Bravo announced several months ago that it was producing a new TV reality based in Silicon Valley, where the young and the restless contestants hustle for money to form a new startup. The show is now filming in Silicon Valley—if you consider San Francisco to be part of Silicon Valley. Although the heart of Silicon Valley has been moving northward for years, it’s still firmly entrenched in the South Bay (i.e., Mountain View and Palo Alto). San Francisco has become the top designation for new start ups that are squeezed out of Silicon Valley’s overcrowded office market.
But let’s forget about San Francisco and the $17,000 USD a month rental house with a tri-level deck and swimming pool that serves as headquarters for the series. I guess a rental next door to Steve Wozniak in Los Gatos wasn’t available.

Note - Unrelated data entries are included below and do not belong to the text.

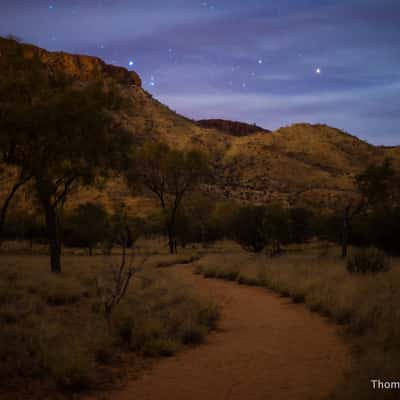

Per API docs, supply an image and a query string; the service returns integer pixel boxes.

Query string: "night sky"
[0,0,400,145]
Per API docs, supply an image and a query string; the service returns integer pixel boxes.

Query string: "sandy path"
[99,266,348,400]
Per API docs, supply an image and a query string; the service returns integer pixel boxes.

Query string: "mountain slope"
[0,39,400,216]
[197,119,271,137]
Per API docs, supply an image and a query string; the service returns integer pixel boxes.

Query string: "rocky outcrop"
[0,38,142,87]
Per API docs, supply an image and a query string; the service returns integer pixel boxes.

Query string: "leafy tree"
[265,204,289,255]
[64,202,109,255]
[289,207,313,243]
[177,193,221,246]
[232,206,271,253]
[0,38,131,272]
[106,204,145,251]
[334,159,400,258]
[126,143,209,254]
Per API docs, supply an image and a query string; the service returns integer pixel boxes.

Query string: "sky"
[0,0,400,145]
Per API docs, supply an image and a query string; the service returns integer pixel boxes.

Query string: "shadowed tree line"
[0,36,400,272]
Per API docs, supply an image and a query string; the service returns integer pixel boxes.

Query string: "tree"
[0,36,37,239]
[341,159,399,258]
[289,207,313,243]
[126,143,209,254]
[232,206,271,253]
[64,202,109,255]
[0,38,132,272]
[107,204,144,251]
[176,193,221,246]
[265,204,289,255]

The series, which is now being filmed and is scheduled to be broadcast this winter, shows hard-partying youngsters vying to start companies in a frenzy reminiscent of the dot-com peak of 2000. It is a world where everyone seems to think that a good idea can lead to instant success and untold riches, because, after all, it has so many times before. It is a place where you feel like a failure if only one investor offers to finance you, instead of many begging to get in.

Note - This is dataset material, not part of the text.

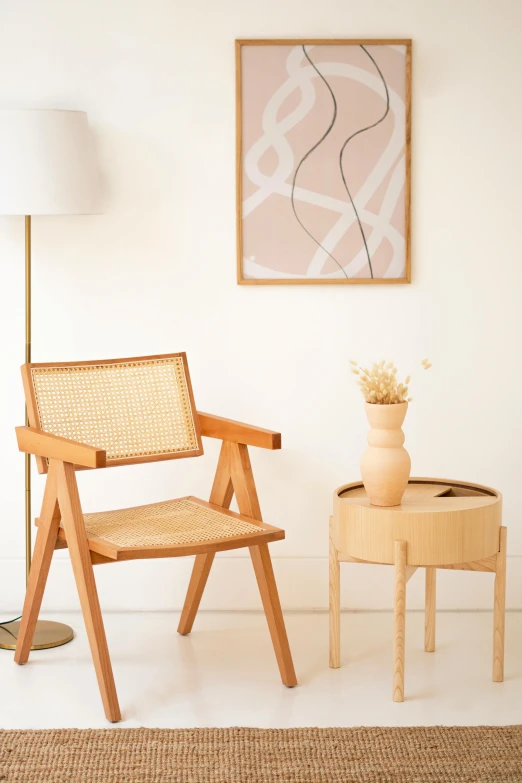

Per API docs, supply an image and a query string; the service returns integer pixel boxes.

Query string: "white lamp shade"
[0,110,102,215]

Oh, boy. If that wasn’t bad enough, this little gem made me choke.
As the cameras rolled the other day, Ben and Hermione Way, a photogenic brother-and-sister team from England, discussed the $500,000 they got to develop a fitness app. “Four noes and one yes,” Ben said, sadly. “Not exactly people throwing money at us.” He added that he developed the idea for the business while drinking in a bar.

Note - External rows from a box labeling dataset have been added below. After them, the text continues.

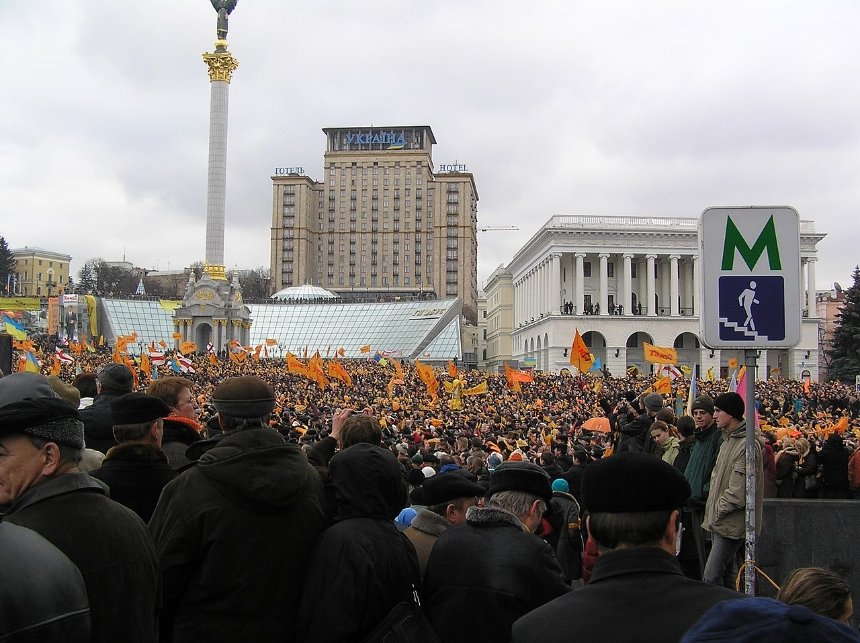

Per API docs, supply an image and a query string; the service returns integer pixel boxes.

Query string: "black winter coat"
[161,417,202,470]
[513,547,744,643]
[0,519,90,643]
[818,433,851,498]
[424,507,570,643]
[4,473,161,643]
[298,444,420,643]
[90,444,178,522]
[80,391,125,453]
[149,428,324,643]
[618,413,654,453]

Considering that there are high school students developing their own apps on shoestring budgets, why would anyone give this brother-and-sister team a half-million dollars to develop a fitness app in an overcrowded niche? Developing an app can cost up to $150,000 USD, depending on how complex and feature rich the app is. If you’re going to develop a new app, do it in a niche that haven’t been done to death by other programmers.
I’ll be interested in seeing how these contestants spend the money they raise from investors. The classical mistake for too many Silicon Valley entrepreneurs is to get a fancy building, a sports car or two, top of the line equipment, a masseur and a celebrity chef. The money is flying out of the checking account so fast that they soon realize that they’re running out of cash, have no working product to ship, and no chances of scoring any more investment funds. Once the money is gone, it’s game over.
The worst part is the underlying business plan of doing a startup to develop an idea with the intention of being bought out by Microsoft/Google/Apple for an instant multi-million dollar payout. After the dot com bubble went ka-blooey, that particular pipe dream should have been laid to rest. Not with the young and the restless.